Oude Testament

Nieuwe Testament

Jozua 6:9-22 NBG-vertaling 1951 (NBG51)

9. En de gewapenden gingen voor de priesters uit, die de horens bliezen, en de achterhoede kwam achter de ark aan, terwijl er voortdurend op de hoorn geblazen werd.

10. Jozua nu had het volk bevolen: Gij zult niet juichen en uw stem niet laten horen, ja, laat er geen woord uit uw mond uitgaan tot op de dag, dat ik u zeg: Juicht! – dan moet gij juichen.

11. Dus trok de ark des Heren om de stad, éénmaal rondgaande. Daarop kwamen zij in de legerplaats en overnachtten in de legerplaats.

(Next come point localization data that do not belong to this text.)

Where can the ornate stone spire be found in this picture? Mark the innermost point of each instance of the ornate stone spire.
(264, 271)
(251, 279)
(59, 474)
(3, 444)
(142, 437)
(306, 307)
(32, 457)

12. En Jozua stond des morgens vroeg op en de priesters namen de ark des Heren op.

13. De zeven priesters nu, die de zeven ramshorens voor de ark des Heren uit droegen, gingen heen en bliezen al gaande op de horens, en de gewapenden gingen voor hen uit en de achterhoede kwam achter de ark des Heren aan, terwijl er voortdurend op de hoorn geblazen werd.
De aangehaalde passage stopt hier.